My boots scuffed the red dirt road lightly as I walked, armed with a water bottle, a book, and a mission. Allured by a rumor of fresh berries, I had decided to exchange a Sunday afternoon doze for a hike to a waterfall and an alleged patch of wild strawberries. My path’s trajectory would lead me past the barn, through two swinging metal gates, across a meadow, and down a steep hill to a crannied waterfall hidden in a rocky cove.

    The day was hot. Dry wind blew puffs of dust into the air. I walked a little faster, eager for the sound of rushing water, the peace of thick, pure-scented pine trees, and the sweet tang of wild strawberries.
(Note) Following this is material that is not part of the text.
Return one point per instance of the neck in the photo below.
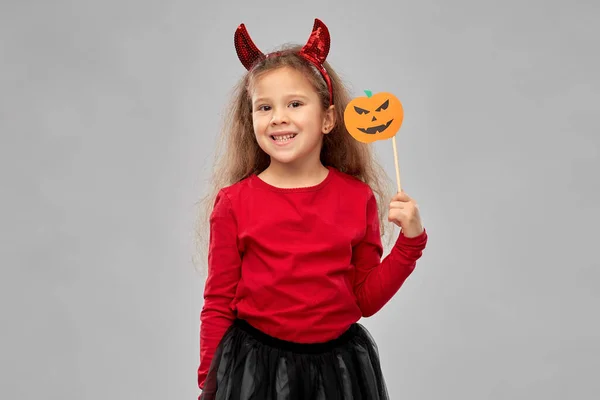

    I had barely reached my first landmark when I saw him—the bookish boy wearing a cowboy hat. He sat in the shade of the barn, reading. Long-legged and gangly like a spider, he could stretch his face into a split-second Howdy Doody grin.

    I wasn’t surprised to see the book in his hand. He often sat by himself in the staff dining room, reading. I watched him sometimes. He would mindlessly fork food into his mouth and chew while his eyes feasted on the black print that ran across white pages. Gripping the thick tome with one lanky hand, his sat for moments on end with his fork suspended between plate and mouth.

    He always sat at a back table. Sometimes I sat beside him. Often, I just watched from a distance, observing as one thick tome blended into another and the days drifted into weeks. Though we worked at the same ranch located high in the Rocky Mountains, he lived in fictional worlds and visited far-off realms. Books filled every spare minute. He read at dinner. He read in the barn. He read cross-legged, sitting on a fence rail with his back braced against a fencepost and his knees bent and folded like chicken wings.

    We both liked books, he and I. If we had met in the pages of a book, we might have even been friends. But, walking by the barn that day, I lacked the magic that the rest of his friends possessed because I was real and they were fictional. So, as he sat there, lost in his book, I almost walked by him without speaking.

    “Hey.” My own voice surprised me. It sounded careless, flippant even. “I’m going to look for strawberries. Want to come?”

    He looked up, this tall boy with a reading habit, and squinted in my direction. I stepped into the shade, away from the sun’s glare.

    “Bring your book if you want to read.” I shrugged. “I’ve got mine.” I waved my book in the air as if to prove my statement and continued my planned trajectory. A board creaked in the wooden table he was sitting on, and a thin shadow fell in step beside me.

    We continued past the barn, through the two swinging metal gates, across the meadow, and down the steep hill. A narrow trail threaded its way through tall pines and craggy outcroppings of rock. The liquid static of water falling over rocks met our ears as the trail veered sharply to run beside the creek bed.

    Wordlessly, he crossed to the far side of the creek, his book tucked under his arm. I stayed on my own bank. The search for the strawberry patch began. Upstream and down, we paced. Long, skinny weeds slapped my legs. I parted their feathery heads with my hands, searching the undergrowth. Mosquitos droned their high-pitch tune in my ears. My eyes scanned the ground.

    Then I saw them—rounded leaves with lacey edges spreading along the creekbank. I waved him over from the far side of the creek, flapping my arms to get his attention. Then I bent, searching beneath the leaves, hoping for plump, crimson berries to peek at me from the low-growing thicket of greenery. I found none.

    Crossing the shallows in long-legged hops, he soon stood beside me. He knelt and brushed the leaves back gently.

    “No blooms.” He stood up and brushed his hands against his jeans. “Must be out of season.”

    I stared at the patch for a long moment, imagining the tiny, individual bursts of wild strawberries in my mouth. For a split second, I envied the little birds and squirrels that had gorged themselves on nature’s candy and left none for me.

    “Guess I’ll read now.” I turned away from the patch and plopped down on a rock. I opened my book. I heard the bookish boy moving upstream, pine needles whispering under his footsteps. He found a rock to his liking and settled down to read.

    Words blurred into paragraphs and paragraphs into pages. Time rolled as easily as the water droplets that bounced into white water at the base of the falls. Shadows stretched longer as sunlight angled lower through the pine trees. Together, we read beside the creek—lost in two separate worlds. Chapters later, we finally hauled ourselves back to the real world that we shared and headed back to the ranch.